Greenhouse Made With Used Windows

Greenhouse built on our homestead with used windows. The rear wall consists of stabilized* adobe bricks made with a CinvaRam, a compression tool I learned about in the ’60s from the Whole Earth Catalog. There’s a solar-powered fan for cooling and a small solar-powered trickling fountain inside. Note: using old windows like this requires a lot of time puttying and/or painting (but look at the result!)
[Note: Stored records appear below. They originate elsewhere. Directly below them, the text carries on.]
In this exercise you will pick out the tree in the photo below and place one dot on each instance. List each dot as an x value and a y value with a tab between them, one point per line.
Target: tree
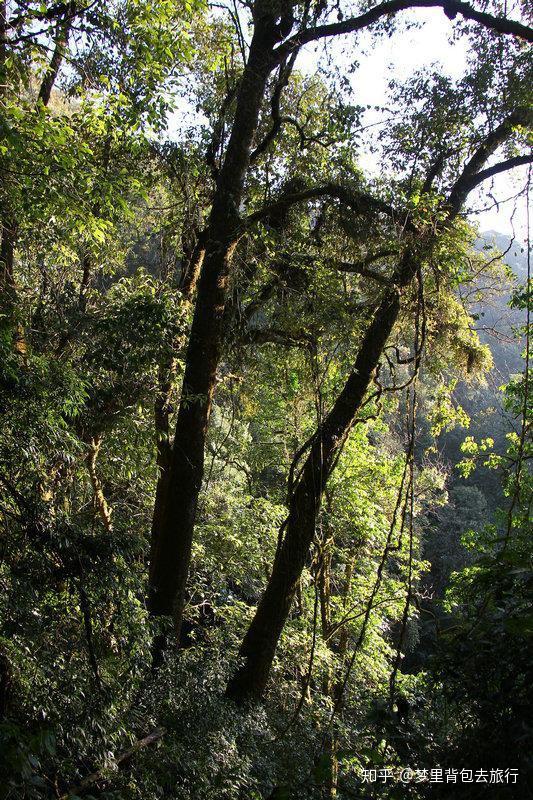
271	46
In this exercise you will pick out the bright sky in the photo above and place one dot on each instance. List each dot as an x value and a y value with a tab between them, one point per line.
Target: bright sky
400	56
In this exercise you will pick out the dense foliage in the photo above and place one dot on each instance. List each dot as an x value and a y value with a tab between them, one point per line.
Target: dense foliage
265	486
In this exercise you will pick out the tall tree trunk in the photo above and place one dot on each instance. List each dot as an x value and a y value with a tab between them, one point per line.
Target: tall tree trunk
61	42
171	544
259	644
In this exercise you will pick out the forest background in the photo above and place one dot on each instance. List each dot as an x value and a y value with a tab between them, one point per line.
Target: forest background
265	485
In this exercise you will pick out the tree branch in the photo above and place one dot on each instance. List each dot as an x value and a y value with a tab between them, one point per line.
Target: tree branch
472	173
361	202
450	7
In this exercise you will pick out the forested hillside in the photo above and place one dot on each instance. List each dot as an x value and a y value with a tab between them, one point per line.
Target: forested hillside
265	449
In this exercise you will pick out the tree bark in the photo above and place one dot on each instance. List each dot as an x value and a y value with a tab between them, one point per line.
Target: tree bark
171	544
259	644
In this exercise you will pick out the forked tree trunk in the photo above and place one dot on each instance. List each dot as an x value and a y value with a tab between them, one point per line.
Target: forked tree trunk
172	542
259	644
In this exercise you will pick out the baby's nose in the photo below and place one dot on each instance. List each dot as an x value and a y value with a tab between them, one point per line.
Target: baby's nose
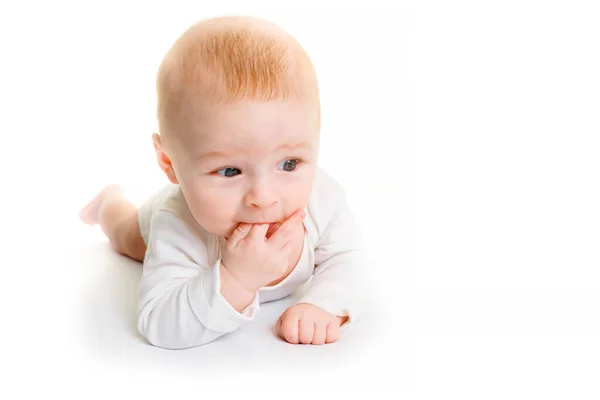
262	196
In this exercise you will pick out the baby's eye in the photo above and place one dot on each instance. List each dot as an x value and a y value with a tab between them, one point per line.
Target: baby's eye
289	165
229	172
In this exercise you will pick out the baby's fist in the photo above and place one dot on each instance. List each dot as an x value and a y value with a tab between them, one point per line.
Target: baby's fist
309	324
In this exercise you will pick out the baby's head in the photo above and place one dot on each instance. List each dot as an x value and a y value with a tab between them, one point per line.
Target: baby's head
239	121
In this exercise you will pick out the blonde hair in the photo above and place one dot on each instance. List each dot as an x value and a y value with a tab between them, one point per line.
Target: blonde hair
227	59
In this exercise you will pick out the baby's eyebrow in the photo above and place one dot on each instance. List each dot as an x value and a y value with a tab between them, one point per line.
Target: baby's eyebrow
294	146
222	154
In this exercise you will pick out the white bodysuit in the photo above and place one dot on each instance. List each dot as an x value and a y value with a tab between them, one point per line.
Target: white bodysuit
180	304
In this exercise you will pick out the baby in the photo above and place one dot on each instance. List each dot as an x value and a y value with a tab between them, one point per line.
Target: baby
247	217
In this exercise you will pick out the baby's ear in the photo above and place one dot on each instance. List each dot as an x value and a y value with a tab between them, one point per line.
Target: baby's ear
164	162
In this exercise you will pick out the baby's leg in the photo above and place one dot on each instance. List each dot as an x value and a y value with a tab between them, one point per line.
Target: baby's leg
119	220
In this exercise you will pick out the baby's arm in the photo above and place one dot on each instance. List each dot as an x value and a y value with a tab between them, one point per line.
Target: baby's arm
184	301
338	283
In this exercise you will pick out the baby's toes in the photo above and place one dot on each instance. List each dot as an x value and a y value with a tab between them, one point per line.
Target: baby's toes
307	331
320	334
333	333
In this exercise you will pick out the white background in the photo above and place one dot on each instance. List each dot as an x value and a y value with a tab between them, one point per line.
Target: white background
466	134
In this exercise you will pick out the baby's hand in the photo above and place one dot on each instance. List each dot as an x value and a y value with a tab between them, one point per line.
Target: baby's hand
255	260
309	324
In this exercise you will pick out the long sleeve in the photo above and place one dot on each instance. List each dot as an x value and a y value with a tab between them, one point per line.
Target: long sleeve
338	284
180	304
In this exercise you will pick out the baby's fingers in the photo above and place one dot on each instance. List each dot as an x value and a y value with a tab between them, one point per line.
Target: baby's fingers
238	234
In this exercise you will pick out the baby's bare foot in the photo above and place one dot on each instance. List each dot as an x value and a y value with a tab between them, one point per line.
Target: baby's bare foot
89	213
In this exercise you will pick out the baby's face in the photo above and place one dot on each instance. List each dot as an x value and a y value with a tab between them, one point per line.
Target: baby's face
249	162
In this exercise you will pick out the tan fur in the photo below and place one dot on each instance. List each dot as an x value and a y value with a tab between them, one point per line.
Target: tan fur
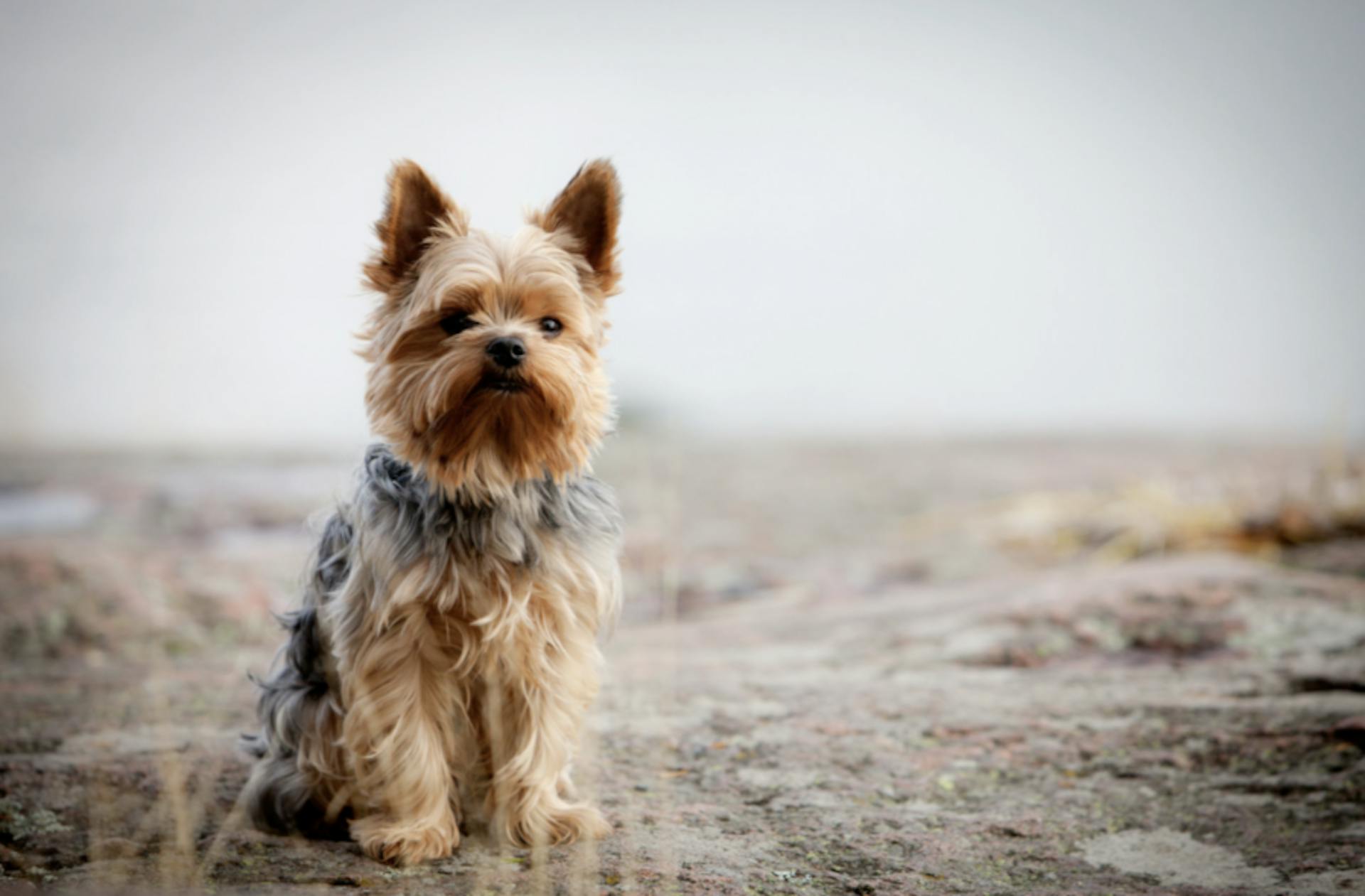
464	684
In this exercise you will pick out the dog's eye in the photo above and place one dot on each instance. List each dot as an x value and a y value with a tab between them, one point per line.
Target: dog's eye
458	322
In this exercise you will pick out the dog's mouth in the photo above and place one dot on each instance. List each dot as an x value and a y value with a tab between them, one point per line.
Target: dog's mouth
500	384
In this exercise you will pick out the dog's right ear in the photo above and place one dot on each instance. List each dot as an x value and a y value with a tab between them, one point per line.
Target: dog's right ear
414	209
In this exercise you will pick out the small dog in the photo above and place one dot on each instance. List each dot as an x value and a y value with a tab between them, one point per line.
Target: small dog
445	651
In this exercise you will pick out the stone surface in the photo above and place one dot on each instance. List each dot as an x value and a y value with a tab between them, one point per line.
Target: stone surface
845	670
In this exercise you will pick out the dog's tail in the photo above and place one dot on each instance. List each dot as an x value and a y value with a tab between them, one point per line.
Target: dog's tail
298	772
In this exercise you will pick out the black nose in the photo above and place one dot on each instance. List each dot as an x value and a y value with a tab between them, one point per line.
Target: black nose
507	351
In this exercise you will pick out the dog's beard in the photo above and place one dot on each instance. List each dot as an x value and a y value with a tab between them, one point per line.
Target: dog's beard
483	430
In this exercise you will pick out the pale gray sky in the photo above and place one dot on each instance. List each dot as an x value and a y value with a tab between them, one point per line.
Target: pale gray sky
915	217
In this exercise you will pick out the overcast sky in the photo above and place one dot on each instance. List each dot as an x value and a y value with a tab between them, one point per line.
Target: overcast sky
911	217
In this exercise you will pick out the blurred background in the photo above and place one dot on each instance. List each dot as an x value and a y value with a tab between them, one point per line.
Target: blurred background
990	445
924	219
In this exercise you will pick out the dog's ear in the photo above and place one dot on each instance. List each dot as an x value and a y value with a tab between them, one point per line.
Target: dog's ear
415	207
589	210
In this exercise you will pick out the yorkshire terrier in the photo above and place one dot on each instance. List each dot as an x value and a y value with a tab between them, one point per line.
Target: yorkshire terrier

*1 part cement to 12 parts soil. (The soil came from digging out our 15′ deep garden well.)

About Lloyd Kahn

Lloyd Kahn started building his own home in the early '60s and went on to publish books showing homeowners how they could build their own homes with their own hands. He got his start in publishing by working as the shelter editor of the Whole Earth Catalog with Stewart Brand in the late '60s. He has since authored six highly-graphic books on homemade building, all of which are interrelated. The books, "The Shelter Library Of Building Books," include Shelter, Shelter II (1978), Home Work (2004), Builders of the Pacific Coast (2008), Tiny Homes (2012), and Tiny Homes on the Move (2014). Lloyd operates from Northern California studio built of recycled lumber, set in the midst of a vegetable garden, and hooked into the world via five Mac computers. You can check out videos (one with over 450,000 views) on Lloyd by doing a search on YouTube:

6 Responses to Greenhouse Made With Used Windows

  1. LOVE it. Tried to do that about 8 years ago for a coldframe but got stuck in the pre-window acquisition part (i.e. never started). That's just gorgeous.